Target number of participants

72 (36 in each arm)

Participant exclusion criteria

Current exclusion criteria as of 27/01/2016:
Participants will be excluded from the study if they:
1. Had a diagnosis of dementia prior to the stroke (based on self-report by patient/carer)
2. Were receiving medical or psychological treatment for depression at the time at which they had their stroke (based on self-report by patient/carer)
3. Are currently receiving psychological intervention
4. Have communication difficulties that would impact on their capacity to take part in the intervention (based on assessment with the Consent Support Tool [42] for people with aphasia)
5. Have visual or hearing impairments that would impact on their capacity to take part in the intervention (based on the therapist’s discretion at baseline assessment)
6. Were unable to communicate in English prior to the stroke
7. Do not have mental capacity to consent to take part in the trial.
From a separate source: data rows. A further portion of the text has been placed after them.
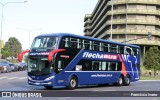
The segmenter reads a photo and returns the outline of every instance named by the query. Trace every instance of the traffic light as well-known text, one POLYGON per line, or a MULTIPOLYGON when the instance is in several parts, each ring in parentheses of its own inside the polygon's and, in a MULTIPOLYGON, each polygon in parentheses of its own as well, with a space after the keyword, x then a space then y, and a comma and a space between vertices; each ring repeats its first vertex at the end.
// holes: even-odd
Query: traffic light
POLYGON ((148 40, 151 40, 151 39, 152 39, 152 33, 148 32, 148 40))

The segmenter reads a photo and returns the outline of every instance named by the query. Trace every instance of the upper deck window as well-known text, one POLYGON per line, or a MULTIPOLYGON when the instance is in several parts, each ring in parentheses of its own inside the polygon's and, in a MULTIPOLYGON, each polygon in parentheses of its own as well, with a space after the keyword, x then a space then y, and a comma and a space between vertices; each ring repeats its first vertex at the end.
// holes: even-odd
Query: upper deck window
POLYGON ((58 37, 55 36, 45 36, 45 37, 37 37, 34 39, 34 42, 32 44, 33 48, 56 48, 58 44, 58 37))

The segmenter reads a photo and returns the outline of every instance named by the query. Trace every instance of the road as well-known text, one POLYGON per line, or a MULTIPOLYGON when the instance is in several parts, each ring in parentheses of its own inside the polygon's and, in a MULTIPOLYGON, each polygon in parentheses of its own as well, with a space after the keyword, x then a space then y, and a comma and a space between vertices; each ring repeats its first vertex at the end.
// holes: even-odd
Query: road
MULTIPOLYGON (((130 97, 130 100, 140 99, 140 100, 159 100, 157 95, 160 97, 160 81, 138 81, 132 82, 130 86, 81 86, 75 90, 67 90, 64 87, 55 87, 52 90, 46 90, 41 86, 30 86, 27 84, 27 72, 18 71, 12 73, 2 73, 0 74, 0 91, 14 91, 14 92, 42 92, 42 96, 53 96, 47 99, 57 99, 57 100, 80 100, 84 98, 85 100, 124 100, 130 97), (140 91, 140 92, 139 92, 140 91), (151 92, 152 91, 152 92, 151 92), (157 91, 157 92, 154 92, 157 91), (155 97, 148 97, 145 94, 153 94, 155 97), (141 94, 143 97, 135 97, 135 94, 141 94), (113 96, 113 97, 112 97, 113 96), (124 97, 121 97, 124 96, 124 97), (81 98, 80 98, 81 97, 81 98), (118 98, 117 98, 118 97, 118 98)), ((3 98, 4 99, 4 98, 3 98)), ((5 98, 10 100, 9 98, 5 98)), ((21 99, 21 98, 16 98, 21 99)), ((23 98, 24 99, 24 98, 23 98)), ((28 99, 28 98, 25 98, 28 99)), ((40 100, 42 98, 39 98, 40 100)))

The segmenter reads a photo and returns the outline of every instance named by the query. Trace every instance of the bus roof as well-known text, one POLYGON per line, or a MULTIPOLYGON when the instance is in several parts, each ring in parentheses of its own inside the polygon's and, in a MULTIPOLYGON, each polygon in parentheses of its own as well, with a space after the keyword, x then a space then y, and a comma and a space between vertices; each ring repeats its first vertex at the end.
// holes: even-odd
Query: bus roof
POLYGON ((95 40, 95 41, 100 41, 100 42, 107 42, 107 43, 111 43, 111 44, 118 44, 118 45, 123 45, 123 46, 131 46, 131 47, 140 48, 137 45, 125 44, 125 43, 121 43, 121 42, 114 42, 114 41, 111 41, 111 40, 104 40, 104 39, 100 39, 100 38, 81 36, 81 35, 76 35, 76 34, 71 34, 71 33, 49 33, 49 34, 41 34, 41 35, 38 35, 36 37, 40 37, 40 36, 60 36, 60 37, 73 36, 73 37, 77 37, 77 38, 83 38, 83 39, 95 40))

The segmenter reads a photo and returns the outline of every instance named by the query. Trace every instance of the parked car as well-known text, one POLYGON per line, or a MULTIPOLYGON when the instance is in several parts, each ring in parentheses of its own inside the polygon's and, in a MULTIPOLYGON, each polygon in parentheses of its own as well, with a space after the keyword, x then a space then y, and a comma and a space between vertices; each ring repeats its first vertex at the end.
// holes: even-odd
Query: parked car
POLYGON ((9 65, 10 65, 12 71, 17 71, 18 70, 18 66, 16 64, 10 63, 9 65))
POLYGON ((2 68, 2 70, 1 70, 2 73, 12 72, 12 68, 10 67, 9 64, 1 63, 0 65, 1 65, 1 68, 2 68))
POLYGON ((1 66, 1 63, 0 63, 0 73, 3 72, 3 67, 1 66))
POLYGON ((27 64, 26 63, 20 62, 20 63, 17 64, 17 66, 18 66, 18 71, 27 69, 27 64))

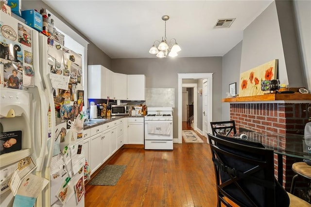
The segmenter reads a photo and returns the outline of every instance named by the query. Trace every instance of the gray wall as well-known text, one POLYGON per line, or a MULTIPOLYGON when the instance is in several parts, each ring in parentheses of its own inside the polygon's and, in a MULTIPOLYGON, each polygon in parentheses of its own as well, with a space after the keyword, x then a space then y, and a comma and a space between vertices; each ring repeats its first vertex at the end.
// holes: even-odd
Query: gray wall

Previous exclusion criteria:
Participants will be excluded from the study if they:
1. Had a diagnosis of dementia prior to the stroke (based on self-report by patient/carer)
2. Were receiving medical or psychological treatment for depression at the time at which they had their stroke (based on self-report by patient/carer)
3. Have communication difficulties that would impact on their capacity to take part in the intervention (based on assessment with the Consent Support Tool for people with aphasia)
4. Have visual or hearing impairments that would impact on their capacity to take part in the intervention (based on the therapist’s discretion at baseline assessment)
5. Were unable to communicate in English prior to the stroke
6. Do not have mental capacity to consent to take part in the trial

Recruitment start date

01/05/2015

Recruitment end date

30/04/2016

Locations

Countries of recruitment

United Kingdom

Trial participating centre

Sheffield Clinical Trials Research Unit
University of Sheffield Regent Court 30 Regent Street
Sheffield
S1 4DA
United Kingdom

Sponsor information

Organisation

University of Nottingham (UK)

Sponsor details

Research and Graduate Services
King’s Meadow Campus
Lenton Lane
Nottingham
NG7 2NR
United Kingdom

Sponsor type

University/education

Website

Funders

Funder type

Government

Funder name

Health Technology Assessment Programme

Alternative name(s)

NIHR Health Technology Assessment Programme, HTA

Funding Body Type

government organisation

Funding Body Subtype

Federal/National Government

Location

United Kingdom

Results and Publications

Publication and dissemination plan

To be confirmed at a later date

Intention to publish date

01/11/2017

Participant level data

Other

Results - basic reporting

Publication summary

Publication citations

Additional files

Editorial Notes

25/01/2016: The study contact has been changed from Dr Elizabeth Coates to Dr Sarah Jacob Eshtan.